La requête a été communiquée à la préfète du Loiret, qui n’a pas produit d’observations.
Vu les autres pièces du dossier.
Vu :
— le code de l’entrée et du séjour des étrangers et du droit d’asile ;
— le code de justice administrative.
Le président du tribunal a désigné Mme C pour statuer sur les recours dirigés contre les décisions visées à l’article R. 776-1 du code de justice administrative.
Les parties ont été régulièrement averties du jour de l’audience.
Mme C a présenté son rapport au cours de l’audience publique du 20 août 2025, à laquelle les parties n’étaient ni présentes, ni représentées.
En application de l’article R. 922-16 du code de justice administrative, la clôture de l’instruction est intervenue après l’appel de l’affaire à l’audience, à 14 h 15.
Considérant ce qui suit :
1. M. A B, ressortissant malien né le 1er janvier 1987, est entré en France, selon ses déclarations, huit ans avant l’arrêté en date du 23 juillet 2025, dont il demande l’annulation, par lequel la préfète du Loiret a prononcé à son encontre une interdiction de retour sur le territoire français pour une durée d’un an.

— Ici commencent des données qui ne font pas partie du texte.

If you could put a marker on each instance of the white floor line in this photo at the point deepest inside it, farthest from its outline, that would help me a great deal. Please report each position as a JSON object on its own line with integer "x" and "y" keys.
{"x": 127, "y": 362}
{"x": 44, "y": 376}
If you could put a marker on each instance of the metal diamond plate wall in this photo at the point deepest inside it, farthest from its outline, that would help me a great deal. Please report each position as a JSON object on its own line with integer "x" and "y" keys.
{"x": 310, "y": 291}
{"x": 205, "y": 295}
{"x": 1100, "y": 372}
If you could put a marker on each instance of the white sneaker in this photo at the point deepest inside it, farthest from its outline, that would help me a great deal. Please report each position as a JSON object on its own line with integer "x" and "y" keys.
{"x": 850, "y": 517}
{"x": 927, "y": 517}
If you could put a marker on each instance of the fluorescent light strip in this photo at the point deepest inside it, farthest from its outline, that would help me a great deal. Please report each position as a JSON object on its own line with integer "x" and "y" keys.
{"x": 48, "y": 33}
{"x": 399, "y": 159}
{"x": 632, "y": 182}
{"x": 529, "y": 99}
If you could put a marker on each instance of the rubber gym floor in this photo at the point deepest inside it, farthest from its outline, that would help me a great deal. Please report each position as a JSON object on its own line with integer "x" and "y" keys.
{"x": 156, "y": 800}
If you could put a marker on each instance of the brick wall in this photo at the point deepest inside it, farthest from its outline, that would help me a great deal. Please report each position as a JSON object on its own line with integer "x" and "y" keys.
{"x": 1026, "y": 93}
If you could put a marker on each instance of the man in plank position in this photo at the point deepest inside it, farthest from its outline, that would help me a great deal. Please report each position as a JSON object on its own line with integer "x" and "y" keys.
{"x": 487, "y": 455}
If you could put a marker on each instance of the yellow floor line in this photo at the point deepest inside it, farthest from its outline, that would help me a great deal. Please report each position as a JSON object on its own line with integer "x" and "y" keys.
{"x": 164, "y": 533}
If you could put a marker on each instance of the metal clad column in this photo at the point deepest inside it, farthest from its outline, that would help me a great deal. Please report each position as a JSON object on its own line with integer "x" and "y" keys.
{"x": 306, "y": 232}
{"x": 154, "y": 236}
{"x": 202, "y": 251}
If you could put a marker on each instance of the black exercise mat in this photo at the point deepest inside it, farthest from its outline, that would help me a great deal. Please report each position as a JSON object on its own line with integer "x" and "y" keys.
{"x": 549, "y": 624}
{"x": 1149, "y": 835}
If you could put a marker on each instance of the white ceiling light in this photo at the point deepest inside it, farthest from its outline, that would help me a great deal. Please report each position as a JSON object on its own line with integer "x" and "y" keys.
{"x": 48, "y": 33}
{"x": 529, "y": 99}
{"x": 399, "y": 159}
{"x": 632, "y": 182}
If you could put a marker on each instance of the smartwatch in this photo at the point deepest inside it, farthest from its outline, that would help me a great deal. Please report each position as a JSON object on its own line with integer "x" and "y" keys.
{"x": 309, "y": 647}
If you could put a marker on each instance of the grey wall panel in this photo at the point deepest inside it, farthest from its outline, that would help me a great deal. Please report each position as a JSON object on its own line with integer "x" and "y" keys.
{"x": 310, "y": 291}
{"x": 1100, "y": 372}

2. Aux termes de l’article L. 612-7 du code de l’entrée et du séjour des étrangers et du droit d’asile : « Lorsque l’étranger s’est maintenu irrégulièrement sur le territoire au-delà du délai de départ volontaire, l’autorité administrative édicte une interdiction de retour. Des circonstances humanitaires peuvent toutefois justifier que l’autorité administrative n’édicte pas d’interdiction de retour. / Les effets de cette interdiction cessent à l’expiration d’une durée, fixée par l’autorité administrative, qui ne peut excéder cinq ans à compter de l’exécution de l’obligation de quitter le territoire français. » Aux termes de l’article L. 612-10 du même code : « Pour fixer la durée des interdictions de retour mentionnées aux articles L. 612-6 et L. 612-7, l’autorité administrative tient compte de la durée de présence de l’étranger sur le territoire français, de la nature et de l’ancienneté de ses liens avec la France, de la circonstance qu’il a déjà fait l’objet ou non d’une mesure d’éloignement et de la menace pour l’ordre public que représente sa présence sur le territoire français () ».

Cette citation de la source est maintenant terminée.